HomeSmart MoneyThe rising cost of sending money abroad and what South Africans can...

The rising cost of sending money abroad and what South Africans can do about it

Suppose you’ve tried to send money overseas recently, paid for property or studies abroad, or waited on an international payment. In that case, you may have noticed that the process feels slower, more expensive, and less predictable than before. Fees feel higher, the exchange rate rarely matches what you see in the news, and the timing of your payment seems to have a material impact on costs. The reality is that moving money across borders has simply become more expensive, but the reasons aren’t always as obvious as currency volatility or big swings in exchange rates.

A large part of the cost comes from how international money transfers are actually priced. Clients tend to focus on the more visible SWIFT or admin fees, but that’s rarely where the real cost lies. The bigger issue is the gap between the true market rate and the rate that banks and traditional providers offer. This margin – the spread – is where the most value is lost, and it’s also the portion that’s hardest to spot.

That gap becomes particularly noticeable on larger transfers. Multiple international studies, including a recent Bank for International Settlements analysis of retail foreign-exchange pricing, show that banks typically add 2% to 3% to the exchange rate when converting customer funds.

That means, on a R1 million payment to Europe, a 2% margin means R20,000 is lost immediately.

For property buyers, retirees, emigrating families or businesses paying foreign suppliers, these losses add up quickly.

Exchange rate movements only further complicate the issue. While the rand has enjoyed moments of strength when US data has come in softer or global sentiment has shifted, it remains highly sensitive to global conditions. The Reserve Bank’s shift to a 3% inflation target and its recent rate cut may help at home, but lower relative rates make the rand less attractive to foreign investors. Some days the currency strengthens; other days it gives up the gains.

For anyone moving meaningful sums internationally, these swings can make a material difference to the amount that arrives on the other side.

Parents paying international tuition will see the difference each term. Freelancers waiting for a dollar or euro payment often find the final amount eroded by both timing and conversion rates. A small business importing equipment may have priced goods at one exchange rate, only to settle the invoice at another, with the spread turning a viable order into a loss.

Buying property abroad, because of the large sums involved, magnifies all of this. South Africans already face more administration through the country’s strict exchange control regulations. For example, if you’re sending between R1 million and R10 million offshore in a calendar year, you will need to apply for an Approval of International Transfer (AIT) from SARS, and any amount beyond that requires Reserve Bank approval. Add foreign legal fees, local taxes, stamp duty, surveys and the cost of travelling in person to sign documents, and the price rises fast.

But the biggest shock for many buyers is the forex bill. Over the past decade, the rand has lost around a third of its value against the dollar and roughly half its value against the euro. Even if a property’s foreign-currency price hasn’t changed, in rands, the cost has climbed. When banks then apply a wide spread to a multi-million-rand transfer, the difference between the number you planned for and the number you end up paying can be substantial.

While the devil is in the details, there are ways to protect yourself. The first is to understand what you’re actually being charged. Don’t stop at the fee. Ask for the spot rate, which is the real rate you can check publicly, and compare it to the rate you’re being offered. If your provider can’t explain their pricing structure clearly, it’s usually because the hidden spread is doing far more work than the costs that have been disclosed to you.

Every extra step in an international transfer adds cost – and frustration. When your money passes through multiple banks or intermediaries, fees quietly pile up, and delays can leave you waiting longer than expected. Using a specialist provider that moves your funds directly and clearly shows how your transactions are priced takes the guesswork out of the process. It’s a simple change that could save you thousands.

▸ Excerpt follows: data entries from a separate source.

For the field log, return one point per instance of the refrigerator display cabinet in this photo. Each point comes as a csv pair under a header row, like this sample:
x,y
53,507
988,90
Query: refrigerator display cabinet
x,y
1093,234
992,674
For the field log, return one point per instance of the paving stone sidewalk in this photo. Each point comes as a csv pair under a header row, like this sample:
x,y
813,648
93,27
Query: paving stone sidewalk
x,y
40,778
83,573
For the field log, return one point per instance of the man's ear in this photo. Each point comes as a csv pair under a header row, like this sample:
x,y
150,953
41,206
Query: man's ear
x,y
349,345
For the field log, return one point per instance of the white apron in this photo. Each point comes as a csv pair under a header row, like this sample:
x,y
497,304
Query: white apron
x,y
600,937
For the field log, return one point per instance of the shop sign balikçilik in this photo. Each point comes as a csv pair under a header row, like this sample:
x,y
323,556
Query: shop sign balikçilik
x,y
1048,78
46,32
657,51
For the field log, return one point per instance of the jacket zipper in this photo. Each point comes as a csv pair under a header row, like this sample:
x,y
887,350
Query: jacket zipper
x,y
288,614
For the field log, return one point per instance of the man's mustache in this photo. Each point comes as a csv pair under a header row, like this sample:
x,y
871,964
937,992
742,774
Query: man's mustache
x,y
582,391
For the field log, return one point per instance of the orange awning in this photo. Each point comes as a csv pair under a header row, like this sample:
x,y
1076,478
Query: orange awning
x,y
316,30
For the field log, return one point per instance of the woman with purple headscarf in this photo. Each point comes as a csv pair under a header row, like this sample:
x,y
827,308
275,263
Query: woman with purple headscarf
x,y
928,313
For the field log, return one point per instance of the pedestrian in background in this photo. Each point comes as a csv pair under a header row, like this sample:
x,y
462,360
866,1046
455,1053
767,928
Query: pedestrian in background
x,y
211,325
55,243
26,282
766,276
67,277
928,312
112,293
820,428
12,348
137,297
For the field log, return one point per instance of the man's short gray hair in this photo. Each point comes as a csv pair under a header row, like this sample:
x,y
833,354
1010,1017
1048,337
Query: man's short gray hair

Timing matters too. You don’t need to track markets hour by hour, but paying attention to broad movements can be useful. When weak US data puts pressure on the dollar, the rand often strengthens for a while. For property payments, tuition, deposits or supplier settlements, using those windows can save real money. Working with a provider that actively monitors market shifts for you takes much of the burden off your shoulders. A good specialist will flag key movements and guide you on when it may make sense to transact, so you’re not guessing or reacting too late.

Technology has also tipped the scales in your favour. Modern forex services are able to show clients the exact rate they are receiving, move your funds quickly, and explain the charges clearly. This doesn’t eliminate currency volatility, but it does remove the uncertainty around the costs.

Cross-border payments will never be completely cost-free, and the rand will always respond to global conditions. But there is a big difference between the parts you can’t control and the costs you shouldn’t need to absorb. By understanding how your transfers are truly priced, choosing transparent providers, and planning transfers intentionally, you can avoid many of the unnecessary losses that have become the norm in South Africa.

The goal isn’t to chase the perfect exchange rate. It’s to avoid the hidden-cost traps that have been deliberately built into the system.